Infectious and Noninfectious Inflammatory Disorders: Vasculitis Including Arteritis, Thrombophlebitis and Vascular Thrombosis

INFECTIOUS AND NONINFECTIOUS INFLAMMATORY DISORDERS: VASCULITIS INCLUDING ARTERITIS, THROMBOPHLEBITIS, AND VASCULAR THROMBOSIS


ANTHONY A. MANCUSO



KEY POINTS



  • Venous and arterial disease is an important conduit of inflammatory disease spread in the head and neck.
  • Venous and arterial structures are frequently secondarily involved in head and neck pathology, and their involvement may be the most crucial feature of the disease.
  • Some of the most disastrous functional outcomes can be the result of vascular complications, especially with regard to the eye and brain.
  • Computed tomographic angiography, and to a lesser extent magnetic resonance imaging, magnetic resonance angiography, diffusion-weighted imaging, and susceptibility-weighted imaging, have replaced catheter angiography for initial screening for possible vascular abnormalities related to inflammation.
  • While an excellent tool for vascular pathology, ultrasound has only a very limited role to play in these diseases, as it does not show the full extent and nature of disease and/or related findings.
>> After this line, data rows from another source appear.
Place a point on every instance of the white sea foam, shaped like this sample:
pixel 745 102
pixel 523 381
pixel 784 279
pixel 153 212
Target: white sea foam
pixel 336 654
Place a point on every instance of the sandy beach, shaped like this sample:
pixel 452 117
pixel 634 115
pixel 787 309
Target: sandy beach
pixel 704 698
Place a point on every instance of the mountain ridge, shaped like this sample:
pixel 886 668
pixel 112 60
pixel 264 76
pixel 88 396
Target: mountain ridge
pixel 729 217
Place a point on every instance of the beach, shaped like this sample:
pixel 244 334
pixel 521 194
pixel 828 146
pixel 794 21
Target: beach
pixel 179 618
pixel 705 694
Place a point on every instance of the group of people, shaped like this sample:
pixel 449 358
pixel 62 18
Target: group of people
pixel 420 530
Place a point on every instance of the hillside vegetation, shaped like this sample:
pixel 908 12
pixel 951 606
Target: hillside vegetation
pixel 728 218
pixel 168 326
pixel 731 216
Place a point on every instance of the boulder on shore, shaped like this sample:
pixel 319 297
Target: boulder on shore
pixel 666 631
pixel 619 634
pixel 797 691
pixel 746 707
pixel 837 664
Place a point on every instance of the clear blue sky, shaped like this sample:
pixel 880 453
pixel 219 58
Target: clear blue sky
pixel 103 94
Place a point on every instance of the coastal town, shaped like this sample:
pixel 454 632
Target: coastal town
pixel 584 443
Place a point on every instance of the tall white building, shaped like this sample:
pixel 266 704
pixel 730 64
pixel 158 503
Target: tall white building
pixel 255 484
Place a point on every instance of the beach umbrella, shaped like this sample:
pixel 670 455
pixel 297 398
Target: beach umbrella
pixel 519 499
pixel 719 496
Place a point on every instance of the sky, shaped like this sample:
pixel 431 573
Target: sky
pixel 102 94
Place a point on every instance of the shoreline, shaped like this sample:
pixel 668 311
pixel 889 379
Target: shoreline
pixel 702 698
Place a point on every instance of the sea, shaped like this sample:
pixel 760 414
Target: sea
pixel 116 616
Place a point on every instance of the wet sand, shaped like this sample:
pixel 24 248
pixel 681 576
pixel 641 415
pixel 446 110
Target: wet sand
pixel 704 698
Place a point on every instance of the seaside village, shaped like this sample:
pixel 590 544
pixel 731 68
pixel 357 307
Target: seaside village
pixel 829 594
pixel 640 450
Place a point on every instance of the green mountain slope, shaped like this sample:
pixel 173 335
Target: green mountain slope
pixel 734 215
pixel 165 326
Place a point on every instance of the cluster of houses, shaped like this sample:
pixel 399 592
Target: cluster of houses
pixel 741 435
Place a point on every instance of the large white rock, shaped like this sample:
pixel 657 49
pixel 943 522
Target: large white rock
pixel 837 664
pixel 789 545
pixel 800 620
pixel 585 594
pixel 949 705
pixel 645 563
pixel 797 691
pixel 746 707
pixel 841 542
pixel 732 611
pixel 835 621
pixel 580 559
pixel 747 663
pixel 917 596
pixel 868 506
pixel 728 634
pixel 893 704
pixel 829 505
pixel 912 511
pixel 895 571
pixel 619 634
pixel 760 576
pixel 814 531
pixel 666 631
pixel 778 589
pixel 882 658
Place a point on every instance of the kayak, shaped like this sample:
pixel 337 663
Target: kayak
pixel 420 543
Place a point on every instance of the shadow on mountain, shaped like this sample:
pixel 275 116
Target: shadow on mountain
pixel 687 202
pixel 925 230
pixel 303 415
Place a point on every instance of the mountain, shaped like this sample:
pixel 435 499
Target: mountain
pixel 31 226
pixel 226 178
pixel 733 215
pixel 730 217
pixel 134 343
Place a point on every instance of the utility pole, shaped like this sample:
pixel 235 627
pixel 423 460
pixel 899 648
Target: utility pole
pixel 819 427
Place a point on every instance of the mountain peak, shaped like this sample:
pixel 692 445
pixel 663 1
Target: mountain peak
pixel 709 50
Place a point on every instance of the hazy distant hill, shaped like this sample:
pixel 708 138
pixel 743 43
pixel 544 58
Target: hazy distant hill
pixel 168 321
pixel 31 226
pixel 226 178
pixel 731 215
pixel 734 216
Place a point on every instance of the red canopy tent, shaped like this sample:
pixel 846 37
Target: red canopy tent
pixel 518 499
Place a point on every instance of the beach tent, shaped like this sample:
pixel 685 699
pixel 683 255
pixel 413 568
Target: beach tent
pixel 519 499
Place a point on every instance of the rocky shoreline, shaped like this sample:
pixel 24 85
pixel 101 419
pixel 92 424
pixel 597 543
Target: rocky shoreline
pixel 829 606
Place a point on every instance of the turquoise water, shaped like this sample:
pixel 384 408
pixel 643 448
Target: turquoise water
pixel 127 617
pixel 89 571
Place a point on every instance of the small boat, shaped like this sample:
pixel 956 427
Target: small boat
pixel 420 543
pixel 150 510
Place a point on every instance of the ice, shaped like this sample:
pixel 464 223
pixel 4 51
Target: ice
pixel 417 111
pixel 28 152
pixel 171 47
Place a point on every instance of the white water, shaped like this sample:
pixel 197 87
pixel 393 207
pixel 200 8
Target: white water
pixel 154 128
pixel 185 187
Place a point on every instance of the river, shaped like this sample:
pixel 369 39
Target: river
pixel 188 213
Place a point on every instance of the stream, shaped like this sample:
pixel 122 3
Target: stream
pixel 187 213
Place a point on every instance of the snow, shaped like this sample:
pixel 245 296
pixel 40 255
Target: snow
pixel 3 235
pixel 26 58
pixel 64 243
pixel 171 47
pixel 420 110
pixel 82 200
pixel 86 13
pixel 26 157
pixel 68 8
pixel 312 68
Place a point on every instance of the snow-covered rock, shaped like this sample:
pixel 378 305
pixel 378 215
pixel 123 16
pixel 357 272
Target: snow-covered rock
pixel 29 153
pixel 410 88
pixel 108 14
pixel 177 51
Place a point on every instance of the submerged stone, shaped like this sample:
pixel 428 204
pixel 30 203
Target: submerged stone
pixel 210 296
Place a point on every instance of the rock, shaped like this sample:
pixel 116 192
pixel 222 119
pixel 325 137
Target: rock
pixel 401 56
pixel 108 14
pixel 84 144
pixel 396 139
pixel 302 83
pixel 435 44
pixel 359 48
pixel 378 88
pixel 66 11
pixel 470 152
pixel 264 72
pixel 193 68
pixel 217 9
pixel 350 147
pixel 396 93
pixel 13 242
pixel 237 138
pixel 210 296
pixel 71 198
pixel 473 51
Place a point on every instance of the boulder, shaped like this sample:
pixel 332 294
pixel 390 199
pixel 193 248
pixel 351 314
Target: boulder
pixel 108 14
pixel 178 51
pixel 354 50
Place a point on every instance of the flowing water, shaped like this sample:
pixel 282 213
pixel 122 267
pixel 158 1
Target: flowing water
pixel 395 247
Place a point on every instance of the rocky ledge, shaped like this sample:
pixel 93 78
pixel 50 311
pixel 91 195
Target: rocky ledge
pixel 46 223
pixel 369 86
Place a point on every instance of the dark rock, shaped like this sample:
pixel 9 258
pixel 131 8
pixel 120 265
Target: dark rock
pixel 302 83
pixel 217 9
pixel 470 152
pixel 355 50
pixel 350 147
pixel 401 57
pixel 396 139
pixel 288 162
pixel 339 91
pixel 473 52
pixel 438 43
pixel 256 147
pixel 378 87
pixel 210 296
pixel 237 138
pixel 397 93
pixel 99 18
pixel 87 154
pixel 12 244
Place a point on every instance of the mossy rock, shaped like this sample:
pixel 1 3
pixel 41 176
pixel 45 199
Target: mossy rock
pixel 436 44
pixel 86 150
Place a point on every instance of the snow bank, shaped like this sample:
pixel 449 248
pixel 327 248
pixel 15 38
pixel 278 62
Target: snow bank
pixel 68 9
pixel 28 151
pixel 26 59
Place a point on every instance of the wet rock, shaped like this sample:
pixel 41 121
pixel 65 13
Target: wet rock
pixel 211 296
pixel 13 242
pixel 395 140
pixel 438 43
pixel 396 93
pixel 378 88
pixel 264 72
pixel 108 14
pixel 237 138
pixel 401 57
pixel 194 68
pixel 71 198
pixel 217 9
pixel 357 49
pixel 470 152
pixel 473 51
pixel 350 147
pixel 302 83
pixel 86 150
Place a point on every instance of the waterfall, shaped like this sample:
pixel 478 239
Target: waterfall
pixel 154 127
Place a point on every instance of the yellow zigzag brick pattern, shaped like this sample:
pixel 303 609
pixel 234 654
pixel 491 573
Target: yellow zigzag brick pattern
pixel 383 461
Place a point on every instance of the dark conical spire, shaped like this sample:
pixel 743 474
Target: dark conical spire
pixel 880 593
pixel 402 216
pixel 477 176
VENOUS INFLAMMATION, INFECTIONS, AND OCCLUSION


Pathophysiology


Venous thrombosis or thrombophlebitis may complicate or be the source of an inflammatory process in the head and neck region.1 In general, the involved vessel or sinus contains clot and varying degrees of perivascular inflammation induced by causative pathology that somehow irritates the endothelium and starts the clotting cascade.


Causative pathology initiating venous disease is most frequently in the sinuses and mastoid. Two common examples are sigmoid sinus thrombosis secondary to mastoiditis and jugular vein thrombophlebitis related to indwelling catheters. Other sources include the pharynx, such as Lemierre tonsillogenic venous thrombosis (Fig. 15.1), sinus infections, and occasionally the skin (Fig. 15.2).






FIGURE 15.1. Contrast-enhanced computed tomography in a patient with severe bacterial tonsillitis studied to exclude an abscess. The image in (A) shows a suppurative retropharyngeal lymph node (arrow) and extensive cellulitis. The jugular vein is occluded (arrowhead). In (B) and (C), the cellulitis is shown to be very extensive, and the jugular vein is occluded compared to the patent normal right vein.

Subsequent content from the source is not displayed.